Die Möglichkeit eines Rechtsirrtums muss auf im Einzelfall festgestellten Tatsachen beruhen[13]; die bloße theoretische Möglichkeit genügt nicht. So ist eine Berichtigung nach § 129 AO zulässig, wenn ein Stpfl. versehentlich nach der Splittingtabelle besteuert wird, obwohl bereits seit Jahren die Grundtabelle angewandt wurde und die maßgebenden Verhältnisse sich nicht geändert haben. Bei der Wahl der Tabelle sind zwar auch Rechtserwägungen anzustellen, sodass die Möglichkeit eines Rechtsirrtums grundsätzlich nicht völlig ausgeschlossen werden kann; bei dem genannten Sachverhalt war diese Möglichkeit aber nur theoretisch und nicht konkretisiert.[14] Zu Recht anders für die Anwendung der Splittingtabelle für das Jahr nach der Ehescheidung Schleswig-Holsteinisches FG v. 29.3.1983, V 34/82, EFG 1983, 587, da wegen der Möglichkeit eines "Gnadensplittings" und der häufigen Gesetzesänderung in diesem Bereich ein Rechtsfehler nicht auszuschließen sei; Entsprechendes gilt für das Jahr des Tods eines Ehegatten und das folgende Jahr.

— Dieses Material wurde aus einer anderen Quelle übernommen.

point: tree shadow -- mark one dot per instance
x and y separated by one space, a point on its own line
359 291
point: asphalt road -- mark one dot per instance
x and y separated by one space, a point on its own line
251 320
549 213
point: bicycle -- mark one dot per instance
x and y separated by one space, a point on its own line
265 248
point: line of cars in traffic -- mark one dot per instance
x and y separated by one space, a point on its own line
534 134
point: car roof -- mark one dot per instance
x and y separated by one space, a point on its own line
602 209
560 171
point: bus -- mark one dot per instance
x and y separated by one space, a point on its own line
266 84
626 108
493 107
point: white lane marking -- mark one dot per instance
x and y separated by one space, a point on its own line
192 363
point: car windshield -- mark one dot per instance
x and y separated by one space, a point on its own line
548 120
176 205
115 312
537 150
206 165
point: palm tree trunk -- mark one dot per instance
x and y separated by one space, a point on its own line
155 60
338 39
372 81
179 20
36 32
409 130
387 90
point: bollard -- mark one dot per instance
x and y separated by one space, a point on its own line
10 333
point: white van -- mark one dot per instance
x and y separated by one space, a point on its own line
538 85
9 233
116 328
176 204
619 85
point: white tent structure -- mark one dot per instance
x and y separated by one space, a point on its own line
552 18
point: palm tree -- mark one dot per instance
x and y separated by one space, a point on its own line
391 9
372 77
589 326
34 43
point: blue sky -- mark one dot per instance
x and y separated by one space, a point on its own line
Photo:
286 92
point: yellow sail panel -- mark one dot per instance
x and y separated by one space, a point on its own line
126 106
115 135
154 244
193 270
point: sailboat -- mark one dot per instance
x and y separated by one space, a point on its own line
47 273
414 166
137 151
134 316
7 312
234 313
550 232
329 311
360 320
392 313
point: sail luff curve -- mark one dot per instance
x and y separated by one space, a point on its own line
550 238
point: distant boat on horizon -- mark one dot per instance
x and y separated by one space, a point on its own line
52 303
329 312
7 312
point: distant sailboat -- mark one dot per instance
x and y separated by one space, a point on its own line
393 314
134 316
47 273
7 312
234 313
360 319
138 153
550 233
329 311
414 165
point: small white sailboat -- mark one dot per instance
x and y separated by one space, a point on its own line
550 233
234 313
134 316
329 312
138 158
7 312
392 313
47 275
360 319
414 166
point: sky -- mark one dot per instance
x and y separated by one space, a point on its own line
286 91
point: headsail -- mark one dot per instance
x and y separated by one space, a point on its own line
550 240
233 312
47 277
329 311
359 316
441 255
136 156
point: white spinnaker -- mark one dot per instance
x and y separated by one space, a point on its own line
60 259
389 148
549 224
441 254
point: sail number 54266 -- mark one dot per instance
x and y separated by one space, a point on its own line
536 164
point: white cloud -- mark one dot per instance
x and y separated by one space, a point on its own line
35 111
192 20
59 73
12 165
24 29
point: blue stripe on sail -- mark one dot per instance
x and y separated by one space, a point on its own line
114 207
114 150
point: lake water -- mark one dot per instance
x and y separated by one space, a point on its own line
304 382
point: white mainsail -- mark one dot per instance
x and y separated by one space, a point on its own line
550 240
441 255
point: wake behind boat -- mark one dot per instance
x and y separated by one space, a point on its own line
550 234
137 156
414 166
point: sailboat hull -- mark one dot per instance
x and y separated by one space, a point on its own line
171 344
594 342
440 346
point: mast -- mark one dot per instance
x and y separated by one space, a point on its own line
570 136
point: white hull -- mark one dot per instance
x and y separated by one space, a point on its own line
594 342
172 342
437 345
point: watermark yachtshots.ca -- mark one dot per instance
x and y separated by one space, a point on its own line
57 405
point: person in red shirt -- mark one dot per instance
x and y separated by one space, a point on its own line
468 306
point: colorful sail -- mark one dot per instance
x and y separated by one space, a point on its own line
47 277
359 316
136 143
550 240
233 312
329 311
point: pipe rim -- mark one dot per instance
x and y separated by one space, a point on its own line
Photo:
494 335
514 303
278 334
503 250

Problematisch Hessisches FG v. 6.12.1990, 8 K 4342/89, EFG 1991, 363, wonach bei Gewährung eines Verlustrücktrags bei der GewSt ein Rechtsfehler nicht ausgeschlossen sein soll.

 

Rz. 15

Entsprechendes gilt, wenn nach dem Sachverhalt kein Anlass vorlag, (abweichende) Rechtserwägungen anzustellen.[15] Zutreffend hat daher FG Münster v. 19.8.1977, III 2233/77 Erb, EFG 1978, 89 die Gewährung eines im ErbSt-Recht nach einer Reform nicht (mehr) vorgesehenen Freibetrags als offenbare Unrichtigkeit angesehen, wenn sich aus den weiteren Entscheidungen des ErbSt-Bescheids eindeutig ergab, dass neues, nicht altes Recht angewendet werden sollte, ein Rechtsfehler hinsichtlich der Frage der Anwendung des neuen Rechts also ausgeschlossen war. Vgl. auch FG Berlin v. 6.12.1988, VII 416/87, EFG 1989, 333 zum Ansatz eines Gewinns aus Gewerbebetrieb bei der GewSt, nicht aber bei der ESt.